This week’s blog has been written jointly with my guests, Terry and Sue Hollick (in the photo below). They have been a fantastic help in decorating the library and doing various other jobs with me around the house.
Wildlife wonders- Bananaquit
These cute little birds are frequently seen around the retreat house. They are friendly and curious and they reminded us of the UK robin in terms of their characters. They sometimes fly into the house via the courtyard and have been known to have a sneaky drink from the leaking tap just inside the house, by the side door. One also hopped into the garage to watch Terry saw some wood and stayed to keep him company for a while.
They are about 12cms in length and are easy to spot with their bright yellow front and white markings on their head. They have the nickname of ‘sweet bird’ because they have a sweet tooth and they enjoy eating nectar from flowers and eating fruit. Their name derives from their love of bananas and I often see them on the banana trees in the garden.
Grenadian gifts – Overall impression of Grenada
Terry reflected on his overall impressions of Grenada. He was surprised about how green everywhere looked despite the lack of rain. He was also impressed by the constant sound of life that is here, both day and night with bird song, crickets and the sound of the sea. One evening, walking back from the beach, he recorded the different sounds as a memory for when he returns to the UK. He has also videoed the beautiful waves crashing over the Bathway rocks.
He was surprised at what you can and can’t buy here, realising what we take for granted sometimes back in the UK, such as being able to get paint easily and things like tiles being in stock if they are on display. He was also surprised to see the cost of some things like power tools being four times the price as in the UK. However, he reflected on how content people are here and noticed how happy a couple of children were playing on the beach, despite coming from a small, basic wooden home. They were happy with what they had compared to children in the UK, who are likely to have a lot more possessions and larger homes.
Reflections from the Retreat – by Sue and Terry
After an hour and a half drive from the airport, we turn onto a hidden dirt track. It is bumpy with rocks and gravel so the car is going at walking pace to protect the suspension. It is enclosed both sides with green trees and bushes and the sounds of hidden life. Eventually Hilary’s drive and house appear. We unload, have a quick chat and go to bed. Phew! A long journey.
In the morning, up at 5.30am and you step out onto the balcony. The house is high up so there’s always a cool breeze here and it is really needed after the warmth of the night. You hear beautiful birdsong and crashing waves and watch the sun rise in the sky.
After purchasing paint and other items, we set about working on the library, the room Hilary has chosen to focus on first. Working in the heat is slow and draining and we need regular drink breaks, lots of showers and dips in the sea!
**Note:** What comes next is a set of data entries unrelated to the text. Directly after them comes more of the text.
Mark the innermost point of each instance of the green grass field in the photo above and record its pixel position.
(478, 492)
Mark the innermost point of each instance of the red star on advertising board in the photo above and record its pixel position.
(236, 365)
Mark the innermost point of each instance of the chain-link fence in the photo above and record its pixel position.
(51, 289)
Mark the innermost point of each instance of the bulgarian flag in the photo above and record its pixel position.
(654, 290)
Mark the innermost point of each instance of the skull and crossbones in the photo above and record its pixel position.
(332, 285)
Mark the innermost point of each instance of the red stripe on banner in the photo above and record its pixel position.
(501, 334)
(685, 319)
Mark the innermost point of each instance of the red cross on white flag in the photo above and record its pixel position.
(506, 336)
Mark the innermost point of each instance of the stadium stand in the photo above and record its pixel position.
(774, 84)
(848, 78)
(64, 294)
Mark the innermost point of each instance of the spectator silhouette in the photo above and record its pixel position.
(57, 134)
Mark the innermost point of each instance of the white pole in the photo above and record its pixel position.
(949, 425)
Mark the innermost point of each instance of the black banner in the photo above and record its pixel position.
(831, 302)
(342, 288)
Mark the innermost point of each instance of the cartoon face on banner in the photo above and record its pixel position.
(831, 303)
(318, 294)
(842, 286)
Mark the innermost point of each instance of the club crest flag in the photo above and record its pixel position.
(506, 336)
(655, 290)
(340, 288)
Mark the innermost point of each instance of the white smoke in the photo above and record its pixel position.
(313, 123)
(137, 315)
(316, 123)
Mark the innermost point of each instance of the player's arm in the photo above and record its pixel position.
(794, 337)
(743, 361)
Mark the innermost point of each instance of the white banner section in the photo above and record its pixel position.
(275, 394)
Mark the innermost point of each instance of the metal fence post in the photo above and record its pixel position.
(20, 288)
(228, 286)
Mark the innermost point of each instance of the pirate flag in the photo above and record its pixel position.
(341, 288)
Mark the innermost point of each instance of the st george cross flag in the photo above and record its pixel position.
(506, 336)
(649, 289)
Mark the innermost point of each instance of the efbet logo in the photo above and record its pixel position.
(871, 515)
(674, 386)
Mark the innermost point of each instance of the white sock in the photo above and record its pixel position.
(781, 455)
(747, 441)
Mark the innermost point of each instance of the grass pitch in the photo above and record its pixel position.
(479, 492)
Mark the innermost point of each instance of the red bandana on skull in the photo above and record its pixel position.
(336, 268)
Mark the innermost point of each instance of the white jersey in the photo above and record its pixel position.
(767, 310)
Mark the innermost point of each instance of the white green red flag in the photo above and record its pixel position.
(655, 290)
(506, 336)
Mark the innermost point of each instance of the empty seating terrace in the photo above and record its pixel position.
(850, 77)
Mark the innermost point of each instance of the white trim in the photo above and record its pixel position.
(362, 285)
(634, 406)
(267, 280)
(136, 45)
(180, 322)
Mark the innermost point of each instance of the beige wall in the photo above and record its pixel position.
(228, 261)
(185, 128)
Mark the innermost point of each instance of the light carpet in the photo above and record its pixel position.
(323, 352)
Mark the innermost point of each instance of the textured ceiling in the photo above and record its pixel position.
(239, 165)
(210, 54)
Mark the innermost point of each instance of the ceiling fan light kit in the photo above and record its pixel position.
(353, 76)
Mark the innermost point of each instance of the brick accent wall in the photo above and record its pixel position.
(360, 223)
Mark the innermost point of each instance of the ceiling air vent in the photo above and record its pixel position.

The culture in Grenada is so different to the UK. There is no selfish ‘me first’ attitude. If you have something, you share it with your neighbours. Close neighbours drop a bag of lemons on the steps, so we make lemon sorbet with them. Everyone in Grenada is friendly and helpful. A lovely community feel and you are accepted and included. Everyone will wave or talk to you. In the car you wave hello at passers-by and it is totally normal for you to stop and offer a ride to anyone walking your way.
Driving is a demanding experience as all Grenadian roads are twisting and winding with steep hills. Honking of your horn is the norm. Hilary is learning to beep her horn when approaching tight corners to warn other cars approaching. In fact, you can honk your horn for anything: saying hello; thank you; or from behind saying ‘I want to overtake you.’ All understandable, especially when driving at night in complete darkness.
Along the roads, you see ‘God quotes’ and Bible verses written on walls and buildings, like graffiti. There are also a lot of dogs- Grenada loves dogs! In fact I don’t think I’ve seen so many dogs in one place and we think there are as many dogs as people. The dogs wander the streets and they run along the roadside, seeming to know that they should wait on the verge until your car has passed by.
With our arrival, Hilary wanted to do some tourist visits. She persuaded us to take part in a community ‘Hash’ (see last week’s blog). We spent the night on the beach until midnight waiting for turtles to come and lay their eggs. Disappointingly, they didn’t appear that night, but the tour guide said that we could use our tickets to come again. Hilary drove us from one end of the island to the other, showing us the sights and even drove in the dark (something she doesn’t enjoy). She has been an amazing host.
It has been a real privilege to be the first guests to the Hummingbird Retreat, which brought to life what we have only seen before on the website. It’s a wonderful big house with amazing views, but with plenty of work to be done and the potential is massive. It was a joy to witness Hilary’s emotion as we completed the library and then moved in the first bookcase. She saw the start of her dreams coming to reality.
Grenada, on first impressions, appears a special place.